China launched the nation’s space program’s first ever extraterrestrial landing craft into orbit Monday, set to land on the moon in a few days. The launch of the Chang’e-3 lunar probe, equipped with the Yutu or "Jade Rabbit" moon rover, was watched by Chinese across the world yesterday as many celebrated the milestone.

However, not everyone is particularly happy with the launch. Photos on have circulated online of what people are claiming to be debris from the moon mission launch after that pieces of the rocket reportedly fell through a home in Shaoyang, Suining County, a city in central Chinese province of Hunan. The photos were uploaded onto popular Chinese micro-blog platform Weibo, which is similar to Twitter, but still have not been independently verified as real or coming from the Chang’e-3 rocket. Debris, also allegedly from the launch, was also found in forest areas of Suichuan County, located in neighboring central Chinese Jiangxi province.



According to a report by AFP, citing local news source Xiaoxiang Morning Post, metal from the rocket that carried the lunar rovwer out of the atmosphere came crashing down, puncturing the roofs of rural barns in a small village. Officials reportedly have given the affected villagers compensation for their damaged property, reportedly around 5,000-10,000 yuan ($800 to 1,600).

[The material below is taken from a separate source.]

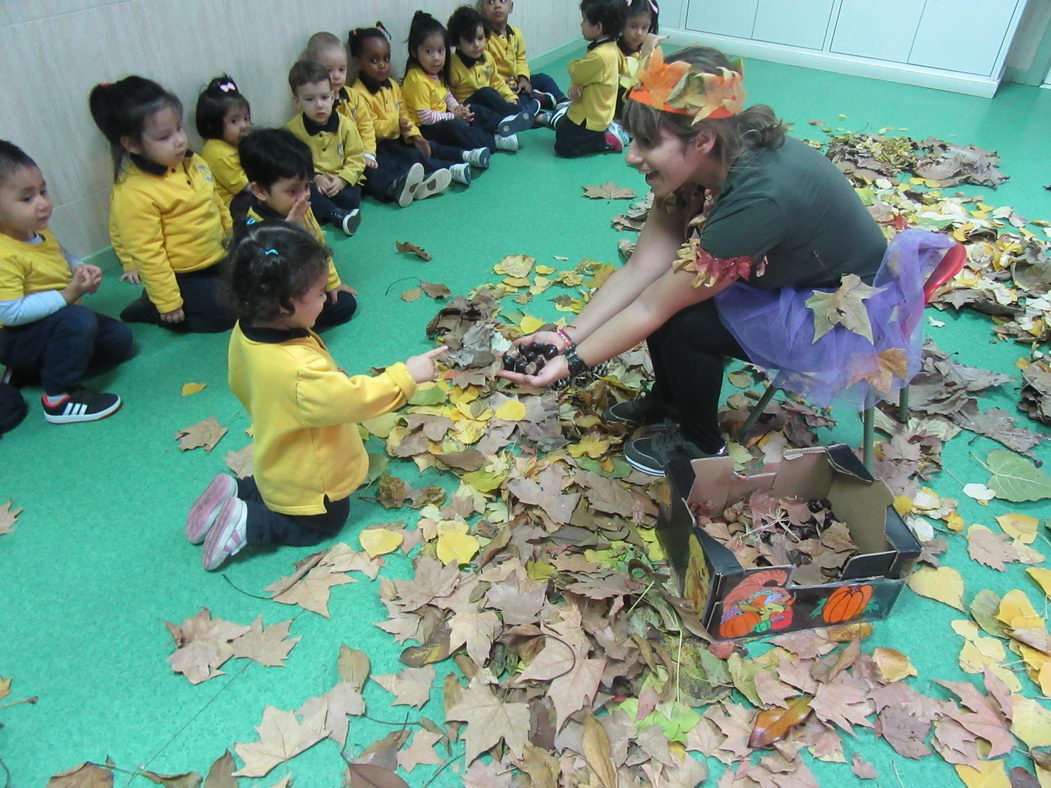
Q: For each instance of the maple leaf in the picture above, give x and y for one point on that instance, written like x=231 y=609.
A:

According to the AFP, Suining County is aware of the hazards of being located near the Xicheng satellite launch center in Sichuan province. Since the early days of China’s space program in the 1990s, Suining has been struck by falling rocket parts and debris on almost 20 different occasions.

If successful, China will be the third country, after the U.S. and the former Soviet Union, to soft-land on the moon. Though still well behind the space program of the U.S., China is quickly catching up. As China’s space program continues to develop quickly, it is likely local residents should brace for potentially more falling space equipment. According to the Guardian, Chinese scientists have discussed the possibility of sending the first manned mission to the moon sometime after the year 2020.